The partnership’s right to challenge a decision with Appeals is an important step that we need to preserve.  Under the Regime, the IRS has the authority to invalidate partnership elections, refuse requested modifications to the adjustments and overrule partnership decisions without explanation.  The stringent statutory deadlines established for certain actions will not provide sufficient time for a partnership to properly review and challenge the decisions made by the IRS.

Such absolute authority, mainly invested in one IRS employee (the examiner assigned to the audit), is contrary to good tax policy.  It violates the IRS’s own Taxpayer’s Bill of Rights.  In the interest of fairness, the IRS should explicitly identify those decisions which a taxpayer may challenge with Appeals, the timeframes for taking such actions, and the effect of such challenges on the various new deadlines.

Finally, taxpayers and their tax preparers need guidance on the impact of the new partnership-related provisions of TCJA to the Regime.  The TCJA contains several new provisions which impact partnerships and the distributive shares of income and expenses to their partners.  In particular, section 163(j) concerning interest expense limitations, section 199A for the Qualified Business Income deduction, and section 954A on GILTI, all contain substantial new partnership reporting and calculation elements.
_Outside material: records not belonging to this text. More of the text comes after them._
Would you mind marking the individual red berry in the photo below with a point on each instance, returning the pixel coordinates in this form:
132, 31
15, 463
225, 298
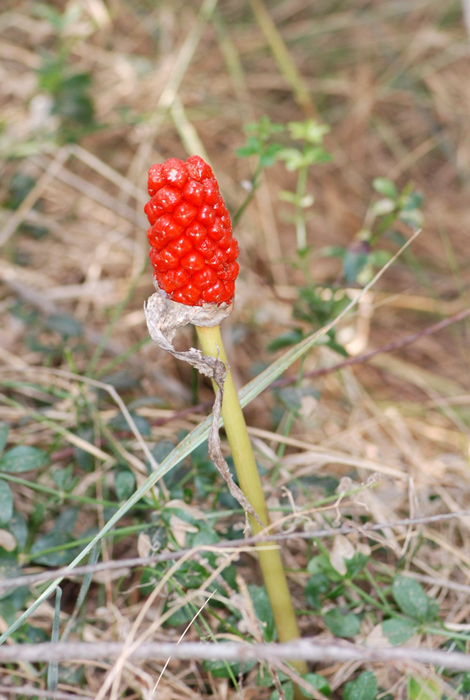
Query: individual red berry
197, 168
207, 247
165, 229
165, 260
225, 242
219, 206
193, 252
173, 280
217, 260
193, 262
185, 213
206, 215
156, 178
229, 272
167, 198
189, 294
232, 250
211, 190
230, 288
216, 231
214, 293
153, 210
194, 192
180, 246
205, 278
197, 233
175, 172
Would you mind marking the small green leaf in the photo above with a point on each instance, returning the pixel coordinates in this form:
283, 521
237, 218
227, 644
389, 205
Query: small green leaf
342, 624
23, 459
353, 263
224, 669
124, 483
385, 187
379, 258
19, 529
319, 683
119, 422
383, 206
421, 689
4, 430
398, 631
410, 597
263, 611
363, 688
53, 540
309, 130
6, 503
291, 397
317, 585
287, 689
286, 339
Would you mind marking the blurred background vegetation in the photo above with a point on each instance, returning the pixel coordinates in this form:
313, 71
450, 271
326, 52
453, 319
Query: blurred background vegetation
336, 130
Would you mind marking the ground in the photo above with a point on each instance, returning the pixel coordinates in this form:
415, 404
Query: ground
368, 436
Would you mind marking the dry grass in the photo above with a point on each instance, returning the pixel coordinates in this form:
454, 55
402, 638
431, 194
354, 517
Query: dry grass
173, 78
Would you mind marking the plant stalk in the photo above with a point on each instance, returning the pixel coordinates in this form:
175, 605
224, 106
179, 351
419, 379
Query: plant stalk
269, 554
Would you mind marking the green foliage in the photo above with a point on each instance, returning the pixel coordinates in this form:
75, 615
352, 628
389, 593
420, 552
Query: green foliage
398, 630
263, 611
124, 483
314, 679
4, 431
410, 597
23, 459
364, 687
423, 689
6, 503
342, 623
67, 88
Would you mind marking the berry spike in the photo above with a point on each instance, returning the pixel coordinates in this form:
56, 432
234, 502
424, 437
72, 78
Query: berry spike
193, 252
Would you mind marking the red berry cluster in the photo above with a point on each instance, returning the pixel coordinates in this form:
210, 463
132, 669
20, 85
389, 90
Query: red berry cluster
193, 252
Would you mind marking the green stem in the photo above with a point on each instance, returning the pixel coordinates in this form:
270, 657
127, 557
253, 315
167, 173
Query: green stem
250, 483
300, 223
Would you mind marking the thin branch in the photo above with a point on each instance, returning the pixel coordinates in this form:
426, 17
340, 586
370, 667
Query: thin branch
307, 649
30, 692
389, 347
229, 545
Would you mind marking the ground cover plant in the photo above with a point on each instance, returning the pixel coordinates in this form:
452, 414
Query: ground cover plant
338, 135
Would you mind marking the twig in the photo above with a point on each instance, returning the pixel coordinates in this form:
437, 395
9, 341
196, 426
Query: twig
307, 649
32, 579
29, 691
389, 347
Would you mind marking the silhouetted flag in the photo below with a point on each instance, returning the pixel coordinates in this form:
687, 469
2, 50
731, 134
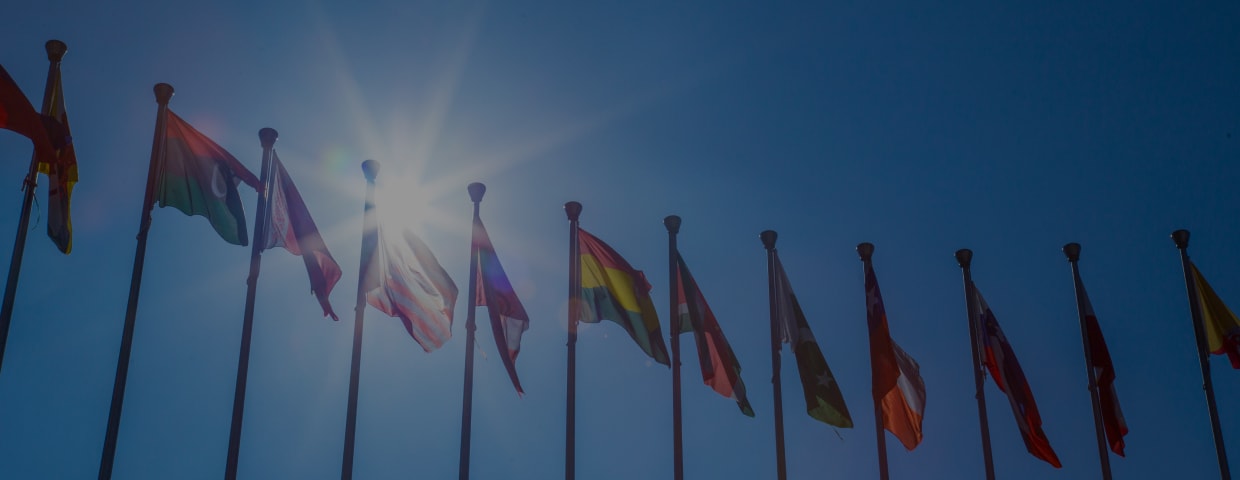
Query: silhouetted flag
822, 397
721, 370
200, 177
403, 279
614, 290
1222, 329
897, 378
509, 318
1006, 370
292, 227
1104, 372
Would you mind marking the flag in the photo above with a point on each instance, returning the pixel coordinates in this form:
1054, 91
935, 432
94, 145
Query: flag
614, 290
200, 177
721, 370
1222, 328
509, 318
1104, 377
289, 226
1006, 371
897, 380
403, 279
61, 169
822, 397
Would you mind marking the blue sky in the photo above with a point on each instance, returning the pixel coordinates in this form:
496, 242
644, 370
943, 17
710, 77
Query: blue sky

These new reporting and calculation procedures for partnerships will present significant challenges for taxpayers.  A key issue is that in some cases partnership items are now treated under both the entity and aggregate concepts at the same time.  As an example, questions have been raised as to whether the 199A QBI deduction might be allowed as a modification item.  The treatment of partner level carryforwards for disallowed interest under section 163(j) is another example.  The challenge of integrating these new TCJA provisions into adjustments under the Regime exist regardless of whether a partnership elects to pay an imputed underpayment (both with and without any modification requests) or issues “push-out” statements.

We need guidance as soon as possible, including examples of how the Regime’s adjustments to partnership items and tax attributes specific to these new provisions are treated under sections 6225 and 6226 by partnerships and their partners.

The AICPA appreciates the opportunity to testify today.  We hope Treasury and the IRS will consider these thoughts and our comment letters as you move forward in developing the final regulations, forms and procedures necessary to implement the Centralized Partnership Audit Regime.  Thank you.